Formal description of system call interface
From: Dmitry Vyukov
Date: Sun Nov 06 2016 - 17:40:23 EST
Hello,
This is notes from the discussion we had at Linux Plumbers this week
regarding providing a formal description of system calls (user API).
The idea come up in the context of syzkaller, syscall fuzzer, which
has descriptions for 1000+ syscalls mostly concentrating on types of
arguments and return values. However, problems are that a small group
of people can't write descriptions for all syscalls; can't keep them
up-to-date and doesn't have necessary domain expertise to do correct
descriptions in some cases.
We identified a surprisingly large number of potential users for such
descriptions:
- fuzzers (syzkaller, trinity, iknowthis)
- strace/syscall tracepoints (capturing indirect arguments and
printing human-readable info)
- generation of entry points for C libraries (glibc, liblinux
(raw syscalls), Go runtime, clang/gcc sanitizers)
- valgrind/sanitizers checking of input/output values of syscalls
- seccomp filters (minijail, libseccomp) need to know interfaces
to generate wrappers
- safety certification (requires syscall specifications)
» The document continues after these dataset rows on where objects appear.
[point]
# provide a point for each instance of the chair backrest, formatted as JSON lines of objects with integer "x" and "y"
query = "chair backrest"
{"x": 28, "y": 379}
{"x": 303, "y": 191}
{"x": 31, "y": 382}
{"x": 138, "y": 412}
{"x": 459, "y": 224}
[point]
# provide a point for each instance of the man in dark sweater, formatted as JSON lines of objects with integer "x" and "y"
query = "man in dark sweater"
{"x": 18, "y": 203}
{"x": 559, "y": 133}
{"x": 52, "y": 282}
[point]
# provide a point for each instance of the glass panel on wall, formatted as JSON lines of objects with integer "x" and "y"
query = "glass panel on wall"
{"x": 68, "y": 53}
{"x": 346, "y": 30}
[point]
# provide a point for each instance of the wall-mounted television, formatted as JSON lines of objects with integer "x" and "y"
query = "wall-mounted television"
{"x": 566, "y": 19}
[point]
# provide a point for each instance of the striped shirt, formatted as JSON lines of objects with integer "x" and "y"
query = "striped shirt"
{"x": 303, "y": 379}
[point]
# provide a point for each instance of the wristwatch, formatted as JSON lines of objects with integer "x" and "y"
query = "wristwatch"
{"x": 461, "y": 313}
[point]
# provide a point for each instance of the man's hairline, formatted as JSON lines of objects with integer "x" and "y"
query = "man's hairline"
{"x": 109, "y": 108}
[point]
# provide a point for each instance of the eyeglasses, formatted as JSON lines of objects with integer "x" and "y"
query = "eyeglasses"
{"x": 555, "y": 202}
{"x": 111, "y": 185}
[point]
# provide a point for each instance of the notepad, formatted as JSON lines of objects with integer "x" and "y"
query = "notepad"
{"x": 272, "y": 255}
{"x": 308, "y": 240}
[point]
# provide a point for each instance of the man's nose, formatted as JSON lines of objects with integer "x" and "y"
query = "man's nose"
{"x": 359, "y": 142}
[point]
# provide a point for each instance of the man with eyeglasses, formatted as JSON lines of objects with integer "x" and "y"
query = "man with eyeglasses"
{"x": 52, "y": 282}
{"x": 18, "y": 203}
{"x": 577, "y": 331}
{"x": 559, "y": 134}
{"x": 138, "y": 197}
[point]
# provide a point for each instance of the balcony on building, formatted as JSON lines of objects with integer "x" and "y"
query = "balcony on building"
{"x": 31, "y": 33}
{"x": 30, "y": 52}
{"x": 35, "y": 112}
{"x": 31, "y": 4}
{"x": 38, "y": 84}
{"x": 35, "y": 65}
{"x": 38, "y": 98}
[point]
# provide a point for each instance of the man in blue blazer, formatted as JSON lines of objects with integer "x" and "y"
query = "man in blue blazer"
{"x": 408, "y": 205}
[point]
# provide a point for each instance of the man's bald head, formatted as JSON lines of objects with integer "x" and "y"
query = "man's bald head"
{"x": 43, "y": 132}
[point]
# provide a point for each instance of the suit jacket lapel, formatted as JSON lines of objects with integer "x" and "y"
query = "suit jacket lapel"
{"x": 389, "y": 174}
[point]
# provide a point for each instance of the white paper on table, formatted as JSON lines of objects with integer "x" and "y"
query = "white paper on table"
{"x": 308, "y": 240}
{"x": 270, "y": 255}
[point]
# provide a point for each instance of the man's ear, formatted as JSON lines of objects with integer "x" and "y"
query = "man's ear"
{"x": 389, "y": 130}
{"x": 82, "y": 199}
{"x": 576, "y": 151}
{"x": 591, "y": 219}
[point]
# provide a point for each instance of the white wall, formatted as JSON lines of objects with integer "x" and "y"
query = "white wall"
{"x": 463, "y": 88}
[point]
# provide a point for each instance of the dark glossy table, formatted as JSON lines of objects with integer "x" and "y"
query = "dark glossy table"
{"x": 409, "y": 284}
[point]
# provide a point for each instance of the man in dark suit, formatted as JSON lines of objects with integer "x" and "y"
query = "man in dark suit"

- man pages (could provide actual syscall interface rather than
glibc wrapper interface, it was noted that possible errno values
is an important part here)
- generation of syscall argument validation in kernel (fast version
is enabled all the time, extended is optional)
It's worth noting that number of these users already have some
descriptions that suffer from the same problems of being
incomplete/outdated. See also linux-api mailing list description
which lists an overlapping set of cases:
https://www.kernel.org/doc/man-pages/linux-api-ml.html
We discussed several implementation approaches:
- Extracting the interface from kernel code either by parsing
sources or using dwarf. However, current source doesn't have
enough info: fd are specified as int, while we need to know exact
fd type (e.g. fd_epoll_t); not possible to extract flag set for
'int flags'; don't know what is 'char*'.
- Making the formal description the master copy and generating
kernel code from it (structs, flags, syscall entry points).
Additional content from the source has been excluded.